A mate of mine went to the Big Day Out in Adelaide on Friday. It was a regular kind of day – plenty of good music, a few beers, just the one brawl where a young guy was king-hit from behind and left lying unconscious on the bitumen, his motionless head propped up with a bundle of T-shirts as his friends waited for medical staff to arrive.

The organisers and media declared the day “relatively incident-free”. And so it was, in a relative sense, as in Australia these days there’s nothing particularly noteworthy about someone being knocked out cold, being left with a permanent brain injury or even being killed, in a random fight with a stranger.
I spoke to my mate yesterday and he said he was so rattled by what he saw that he decided not to go out for beers with his friends on the weekend. He didn’t feel like drinking and he couldn’t stop thinking about the guy who’d been knocked out, and checked the papers that morning in vain for any reference to the incident. There was none.
The incident happened at one of the smaller stages after a set by a band called The Bloody Beetroots, about 4pm. It started as a head-to-head fight between a little guy, and a big bloke with a mullet and tatty sandshoes. The mullet guy got the little guy on the ground and held him down. Two other bigger blokes joined in. The three of them were bashing the little guy. Some people broke it up. The little guy got up and went to move away. It looked like it was over, but the mullet guy then lunged at the little guy and punched him in the back of the head.

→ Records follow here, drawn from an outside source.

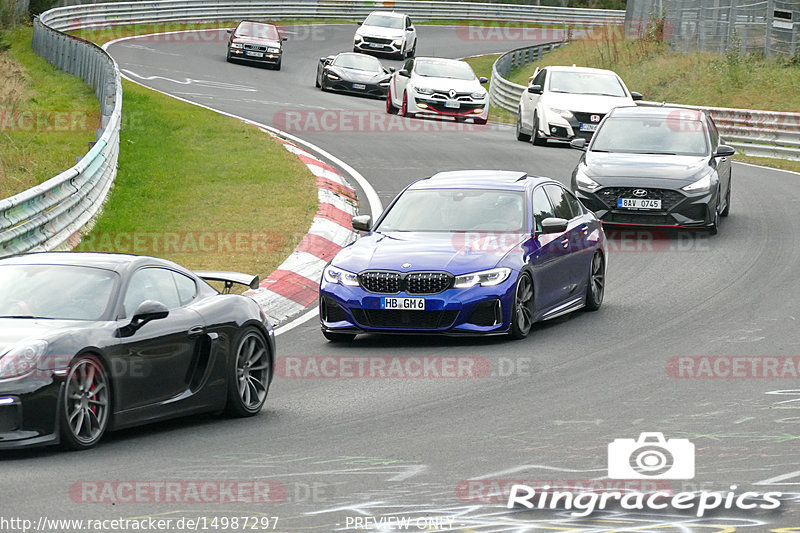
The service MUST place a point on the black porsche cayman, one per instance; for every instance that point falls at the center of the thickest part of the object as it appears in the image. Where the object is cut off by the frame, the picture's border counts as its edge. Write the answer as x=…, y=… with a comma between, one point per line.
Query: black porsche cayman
x=353, y=73
x=93, y=342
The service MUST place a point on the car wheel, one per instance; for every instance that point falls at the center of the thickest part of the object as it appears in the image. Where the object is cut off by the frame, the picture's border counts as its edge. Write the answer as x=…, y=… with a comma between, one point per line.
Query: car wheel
x=597, y=283
x=249, y=373
x=390, y=108
x=727, y=211
x=338, y=337
x=522, y=314
x=535, y=135
x=84, y=404
x=524, y=137
x=405, y=107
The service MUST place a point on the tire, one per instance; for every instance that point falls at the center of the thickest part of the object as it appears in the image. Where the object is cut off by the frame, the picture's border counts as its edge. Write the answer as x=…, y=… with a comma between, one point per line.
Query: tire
x=535, y=139
x=248, y=374
x=338, y=337
x=405, y=107
x=713, y=228
x=390, y=108
x=85, y=404
x=524, y=137
x=522, y=313
x=727, y=211
x=597, y=283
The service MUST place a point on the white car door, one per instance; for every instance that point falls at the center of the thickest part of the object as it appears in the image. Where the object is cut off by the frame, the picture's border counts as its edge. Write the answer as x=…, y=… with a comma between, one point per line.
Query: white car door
x=399, y=82
x=529, y=100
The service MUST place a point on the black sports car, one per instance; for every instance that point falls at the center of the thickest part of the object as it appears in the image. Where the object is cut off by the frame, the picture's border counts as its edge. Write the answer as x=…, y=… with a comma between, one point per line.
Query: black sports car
x=353, y=73
x=655, y=166
x=93, y=342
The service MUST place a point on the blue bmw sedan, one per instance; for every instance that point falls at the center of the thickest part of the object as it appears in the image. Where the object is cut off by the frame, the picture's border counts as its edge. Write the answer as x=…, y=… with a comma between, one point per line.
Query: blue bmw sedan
x=466, y=252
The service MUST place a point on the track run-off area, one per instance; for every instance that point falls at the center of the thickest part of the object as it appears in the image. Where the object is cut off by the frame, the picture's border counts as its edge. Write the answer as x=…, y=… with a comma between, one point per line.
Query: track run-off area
x=336, y=448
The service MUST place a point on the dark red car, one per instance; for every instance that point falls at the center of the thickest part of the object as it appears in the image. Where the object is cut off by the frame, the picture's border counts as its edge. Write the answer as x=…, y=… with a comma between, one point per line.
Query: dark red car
x=256, y=42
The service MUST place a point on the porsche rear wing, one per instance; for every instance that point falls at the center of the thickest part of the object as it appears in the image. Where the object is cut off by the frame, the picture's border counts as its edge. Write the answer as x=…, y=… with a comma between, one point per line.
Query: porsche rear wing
x=229, y=278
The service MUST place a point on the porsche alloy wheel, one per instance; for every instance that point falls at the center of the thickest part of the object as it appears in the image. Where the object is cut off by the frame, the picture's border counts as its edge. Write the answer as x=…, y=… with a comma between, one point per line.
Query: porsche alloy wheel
x=85, y=404
x=249, y=374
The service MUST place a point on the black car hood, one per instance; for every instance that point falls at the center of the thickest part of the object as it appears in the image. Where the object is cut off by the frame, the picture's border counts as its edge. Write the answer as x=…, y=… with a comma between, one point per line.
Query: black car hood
x=670, y=167
x=16, y=330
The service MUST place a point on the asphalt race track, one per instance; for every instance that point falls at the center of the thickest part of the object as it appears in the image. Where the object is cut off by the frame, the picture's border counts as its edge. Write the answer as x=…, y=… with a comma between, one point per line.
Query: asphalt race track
x=345, y=448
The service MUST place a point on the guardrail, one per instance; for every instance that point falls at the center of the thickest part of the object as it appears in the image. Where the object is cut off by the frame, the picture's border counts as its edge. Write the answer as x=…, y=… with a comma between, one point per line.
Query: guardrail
x=46, y=216
x=506, y=94
x=116, y=13
x=752, y=132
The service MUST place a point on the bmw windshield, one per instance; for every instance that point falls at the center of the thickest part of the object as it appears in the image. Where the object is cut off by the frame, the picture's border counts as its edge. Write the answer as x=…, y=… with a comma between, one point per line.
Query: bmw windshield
x=60, y=292
x=454, y=210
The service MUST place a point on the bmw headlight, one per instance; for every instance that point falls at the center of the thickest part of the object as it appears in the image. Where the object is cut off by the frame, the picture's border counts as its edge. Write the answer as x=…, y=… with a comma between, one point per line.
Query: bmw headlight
x=22, y=359
x=484, y=278
x=562, y=112
x=333, y=274
x=585, y=182
x=703, y=184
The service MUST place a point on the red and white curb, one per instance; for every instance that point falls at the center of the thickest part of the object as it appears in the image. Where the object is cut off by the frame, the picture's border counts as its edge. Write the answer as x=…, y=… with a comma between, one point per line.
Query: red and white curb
x=294, y=285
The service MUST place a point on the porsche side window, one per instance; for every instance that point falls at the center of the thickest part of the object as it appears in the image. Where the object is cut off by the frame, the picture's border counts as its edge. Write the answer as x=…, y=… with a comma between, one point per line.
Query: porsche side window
x=558, y=198
x=187, y=289
x=541, y=207
x=151, y=284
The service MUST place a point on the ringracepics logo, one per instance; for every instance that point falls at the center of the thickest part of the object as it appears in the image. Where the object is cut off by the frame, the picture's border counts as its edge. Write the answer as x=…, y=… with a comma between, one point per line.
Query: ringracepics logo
x=650, y=457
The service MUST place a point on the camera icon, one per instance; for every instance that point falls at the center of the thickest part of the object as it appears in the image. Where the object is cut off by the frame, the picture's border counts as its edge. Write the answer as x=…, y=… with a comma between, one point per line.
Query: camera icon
x=651, y=457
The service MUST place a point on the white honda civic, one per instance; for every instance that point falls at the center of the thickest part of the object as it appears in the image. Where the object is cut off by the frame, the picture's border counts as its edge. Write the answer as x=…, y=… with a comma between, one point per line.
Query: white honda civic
x=436, y=86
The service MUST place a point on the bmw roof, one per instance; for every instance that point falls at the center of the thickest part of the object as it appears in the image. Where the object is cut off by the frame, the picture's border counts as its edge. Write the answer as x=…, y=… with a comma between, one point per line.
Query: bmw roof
x=490, y=179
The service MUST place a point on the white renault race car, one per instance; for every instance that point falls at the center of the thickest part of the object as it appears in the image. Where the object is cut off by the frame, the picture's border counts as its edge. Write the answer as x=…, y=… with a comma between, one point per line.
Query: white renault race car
x=436, y=86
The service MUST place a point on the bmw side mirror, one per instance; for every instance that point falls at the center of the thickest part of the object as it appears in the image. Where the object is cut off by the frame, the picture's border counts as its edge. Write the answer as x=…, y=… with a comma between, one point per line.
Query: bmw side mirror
x=554, y=225
x=579, y=144
x=362, y=223
x=723, y=150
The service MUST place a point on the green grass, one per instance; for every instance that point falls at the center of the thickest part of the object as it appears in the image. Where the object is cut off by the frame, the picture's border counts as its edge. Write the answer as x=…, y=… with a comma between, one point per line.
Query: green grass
x=47, y=117
x=201, y=189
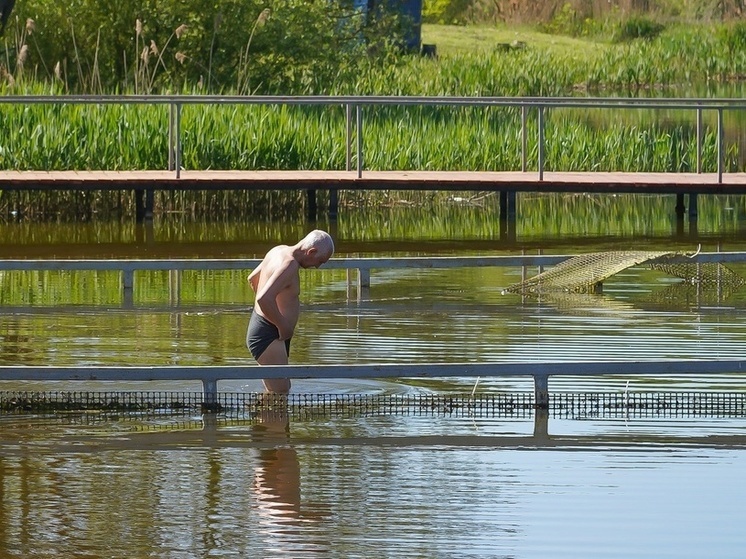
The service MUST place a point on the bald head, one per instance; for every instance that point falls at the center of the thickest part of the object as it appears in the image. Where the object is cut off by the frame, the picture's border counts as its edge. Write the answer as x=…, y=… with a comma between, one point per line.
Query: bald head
x=320, y=240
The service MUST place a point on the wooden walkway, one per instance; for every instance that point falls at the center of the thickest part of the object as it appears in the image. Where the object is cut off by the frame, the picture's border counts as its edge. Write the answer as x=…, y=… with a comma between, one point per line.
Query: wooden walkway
x=508, y=181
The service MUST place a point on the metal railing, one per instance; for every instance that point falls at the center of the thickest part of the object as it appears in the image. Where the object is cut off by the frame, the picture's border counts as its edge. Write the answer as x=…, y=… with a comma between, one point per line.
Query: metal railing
x=354, y=107
x=363, y=266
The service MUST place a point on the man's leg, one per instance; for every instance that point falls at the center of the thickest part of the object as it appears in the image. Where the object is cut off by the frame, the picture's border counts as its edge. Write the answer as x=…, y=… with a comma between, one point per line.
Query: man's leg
x=275, y=354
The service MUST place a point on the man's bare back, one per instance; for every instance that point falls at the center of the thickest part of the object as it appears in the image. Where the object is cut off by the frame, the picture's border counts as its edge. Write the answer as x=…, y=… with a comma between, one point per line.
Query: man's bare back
x=276, y=282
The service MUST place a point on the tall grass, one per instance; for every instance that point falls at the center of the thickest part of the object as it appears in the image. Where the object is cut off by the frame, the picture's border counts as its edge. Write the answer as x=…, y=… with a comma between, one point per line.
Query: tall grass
x=67, y=136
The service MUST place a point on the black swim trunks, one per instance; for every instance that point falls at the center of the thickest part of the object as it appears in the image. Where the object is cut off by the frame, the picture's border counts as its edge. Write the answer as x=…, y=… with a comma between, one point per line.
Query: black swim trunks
x=261, y=333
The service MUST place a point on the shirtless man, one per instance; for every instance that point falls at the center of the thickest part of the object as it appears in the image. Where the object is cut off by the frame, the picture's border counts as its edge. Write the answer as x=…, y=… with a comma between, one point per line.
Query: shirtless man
x=276, y=283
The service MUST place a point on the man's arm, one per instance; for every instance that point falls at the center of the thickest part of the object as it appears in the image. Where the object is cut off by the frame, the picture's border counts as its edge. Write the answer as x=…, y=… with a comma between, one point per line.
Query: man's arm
x=266, y=297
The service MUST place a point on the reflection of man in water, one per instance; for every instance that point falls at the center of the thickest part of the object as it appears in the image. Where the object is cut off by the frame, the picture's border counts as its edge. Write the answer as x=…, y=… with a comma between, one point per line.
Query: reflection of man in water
x=277, y=478
x=276, y=283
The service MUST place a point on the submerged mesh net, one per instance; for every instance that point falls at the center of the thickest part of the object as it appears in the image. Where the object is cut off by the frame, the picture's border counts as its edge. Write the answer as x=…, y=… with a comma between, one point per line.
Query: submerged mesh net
x=108, y=406
x=586, y=273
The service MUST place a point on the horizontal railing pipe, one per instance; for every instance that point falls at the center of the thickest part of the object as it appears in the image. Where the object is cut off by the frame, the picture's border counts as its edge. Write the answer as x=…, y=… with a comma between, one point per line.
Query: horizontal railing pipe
x=209, y=376
x=177, y=102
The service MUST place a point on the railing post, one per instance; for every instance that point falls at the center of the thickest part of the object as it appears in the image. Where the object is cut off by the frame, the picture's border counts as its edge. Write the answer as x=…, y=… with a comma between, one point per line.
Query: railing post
x=128, y=286
x=541, y=143
x=359, y=120
x=363, y=283
x=720, y=145
x=699, y=139
x=541, y=390
x=177, y=144
x=171, y=136
x=210, y=395
x=348, y=136
x=524, y=138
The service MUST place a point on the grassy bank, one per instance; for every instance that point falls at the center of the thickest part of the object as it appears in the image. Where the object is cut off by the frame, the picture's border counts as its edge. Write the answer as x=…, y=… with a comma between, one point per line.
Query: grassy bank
x=478, y=61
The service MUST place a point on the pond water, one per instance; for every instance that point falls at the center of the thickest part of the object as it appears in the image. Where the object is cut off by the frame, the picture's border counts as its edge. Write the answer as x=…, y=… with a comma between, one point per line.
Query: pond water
x=433, y=483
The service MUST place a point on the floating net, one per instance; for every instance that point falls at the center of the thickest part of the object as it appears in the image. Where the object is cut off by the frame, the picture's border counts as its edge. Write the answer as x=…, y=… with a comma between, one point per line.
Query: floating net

“He was just out cold,” my mate says. “I don’t know if he had a spasm or something but within 30 seconds he was flat on his back, his friends were supporting his head with some T-shirts. He wasn’t moving at all. I don’t know what happened to him but the guy who did it ran off and I saw him taking off his T-shirt, which was torn. He probably bought a new one so he couldn’t be identified. I don’t know if the little guy ended up in hospital, in a wheelchair, or whatever happened to him. But I’ve seen a few fights in my time and this was the most revolting thing I have ever seen.”
There was another incident on the NSW Central Coast this past weekend which resulted in murder charges. It was reported in the following bland fashion:
A single punch during a “chance meeting” left a man dead and another charged with murder.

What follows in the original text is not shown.